Faisons de petites choses, oublions un peu de changer le monde
De plus en plus de personnes jouent aux jeux sur TON. Xiao Ze recommence à sécréter de la dopamine, retrouvant passion et motivation.
« Avant, tout le monde voulait faire de grandes choses, des choses grandioses capables de changer le monde. Les mini-jeux étaient méprisés, jusqu’à ce que NOTCOIN explose sur TON. »
Effectivement, le marché des mini-jeux semble simple : il refait le chemin des jeux PC et mobiles, redonnant vie aux genres populaires. Les mini-jeux Web3 sont encore plus simples : ils suivent exactement le modèle des mini-jeux WeChat, faisant revivre les jeux à succès sur mini-programmes WeChat.

Les jeux TON ridiculisés
Même si la plupart des jeux TON actuels manquent encore de profondeur ludique, avec l’arrivée croissante de développeurs et de grands studios, nous verrons bientôt sur TON les jeux populaires de WeChat comme « Xian Dao Da Xian », « King of the Idlers », « Sheep Me Once », « Happy消除乐 », « Plants vs Zombies », «保卫萝卜», voire « Arknights ».

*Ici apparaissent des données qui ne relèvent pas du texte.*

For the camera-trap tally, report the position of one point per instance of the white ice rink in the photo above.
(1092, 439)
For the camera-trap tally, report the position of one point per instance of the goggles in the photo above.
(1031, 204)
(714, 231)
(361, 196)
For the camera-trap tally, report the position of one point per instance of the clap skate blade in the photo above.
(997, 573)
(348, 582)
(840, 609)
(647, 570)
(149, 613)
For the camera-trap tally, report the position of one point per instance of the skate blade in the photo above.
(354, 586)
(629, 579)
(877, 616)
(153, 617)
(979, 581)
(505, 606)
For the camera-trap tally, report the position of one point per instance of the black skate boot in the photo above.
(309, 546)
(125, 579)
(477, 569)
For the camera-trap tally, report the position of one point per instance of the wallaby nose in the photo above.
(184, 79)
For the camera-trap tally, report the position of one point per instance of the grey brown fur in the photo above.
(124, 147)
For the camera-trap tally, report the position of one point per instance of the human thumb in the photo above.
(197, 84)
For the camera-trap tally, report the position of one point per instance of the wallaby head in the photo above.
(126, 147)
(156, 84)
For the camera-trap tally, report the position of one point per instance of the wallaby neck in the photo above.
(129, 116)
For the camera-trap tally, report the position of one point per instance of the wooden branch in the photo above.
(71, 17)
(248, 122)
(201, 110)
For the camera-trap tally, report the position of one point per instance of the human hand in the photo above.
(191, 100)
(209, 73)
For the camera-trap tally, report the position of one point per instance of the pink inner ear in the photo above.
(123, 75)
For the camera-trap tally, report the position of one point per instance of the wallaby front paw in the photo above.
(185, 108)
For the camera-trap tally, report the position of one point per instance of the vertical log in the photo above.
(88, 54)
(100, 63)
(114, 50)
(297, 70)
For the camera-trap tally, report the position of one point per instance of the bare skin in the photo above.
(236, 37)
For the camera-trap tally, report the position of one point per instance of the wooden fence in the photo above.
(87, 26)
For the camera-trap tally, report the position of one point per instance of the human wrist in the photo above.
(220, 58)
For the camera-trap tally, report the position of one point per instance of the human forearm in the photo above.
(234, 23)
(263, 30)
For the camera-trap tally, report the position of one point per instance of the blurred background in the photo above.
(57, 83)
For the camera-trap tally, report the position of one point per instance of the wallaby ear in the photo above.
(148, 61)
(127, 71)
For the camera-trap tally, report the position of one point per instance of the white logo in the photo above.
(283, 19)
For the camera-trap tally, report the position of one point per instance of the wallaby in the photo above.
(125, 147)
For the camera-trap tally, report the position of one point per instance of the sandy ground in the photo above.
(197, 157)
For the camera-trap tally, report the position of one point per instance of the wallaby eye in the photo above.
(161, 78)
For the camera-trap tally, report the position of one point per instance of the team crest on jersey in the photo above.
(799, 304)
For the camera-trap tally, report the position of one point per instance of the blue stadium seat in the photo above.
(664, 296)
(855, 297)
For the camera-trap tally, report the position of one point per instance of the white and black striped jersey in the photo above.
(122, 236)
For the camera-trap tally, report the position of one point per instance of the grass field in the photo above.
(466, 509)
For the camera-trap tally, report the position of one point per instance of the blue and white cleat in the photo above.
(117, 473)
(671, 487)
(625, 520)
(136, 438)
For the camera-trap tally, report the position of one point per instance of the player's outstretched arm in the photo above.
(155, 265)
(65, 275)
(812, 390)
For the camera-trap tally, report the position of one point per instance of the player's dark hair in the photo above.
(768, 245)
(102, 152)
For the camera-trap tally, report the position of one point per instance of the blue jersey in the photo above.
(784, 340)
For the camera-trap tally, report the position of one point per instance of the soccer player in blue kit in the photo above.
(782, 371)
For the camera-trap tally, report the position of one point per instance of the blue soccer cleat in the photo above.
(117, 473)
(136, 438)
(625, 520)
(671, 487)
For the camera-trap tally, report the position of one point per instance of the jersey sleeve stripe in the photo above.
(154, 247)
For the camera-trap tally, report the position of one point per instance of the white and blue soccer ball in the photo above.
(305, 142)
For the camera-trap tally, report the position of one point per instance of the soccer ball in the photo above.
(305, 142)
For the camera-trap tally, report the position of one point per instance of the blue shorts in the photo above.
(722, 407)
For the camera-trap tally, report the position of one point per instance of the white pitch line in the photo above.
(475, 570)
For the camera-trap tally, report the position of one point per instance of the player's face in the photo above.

« Quand j’ai vendu mon premier mini-jeu le mois dernier, j’ai aussitôt appelé frénétiquement mes anciens collègues et amis travaillant sur de grands jeux blockchain, pour confirmer que mon intuition sur TON était bonne. Maintenant, je suis très heureux, extrêmement joyeux. »
À ce moment-là, Xiao Ze reçoit un appel de son collègue développeur, pour vérifier des détails de code. Avant de partir précipitamment, je lui dis : « Ton état est complètement différent de l’année dernière. Tu as l’air ressuscité. »
Xiao Ze agite la main et dit : « Je ne fais plus semblant. Dans l’industrie du jeu ou dans celle de la blockchain, on n’a pas besoin de faire forcément de grandes choses pour être impressionnant. Faire de petites choses d’abord, c’est très bien. Alors, au diable les gros jeux. »
Remerciements sincères à tous les interviewés ayant fourni des informations. Par respect de la vie privée, certaines identités ont été rendues anonymes.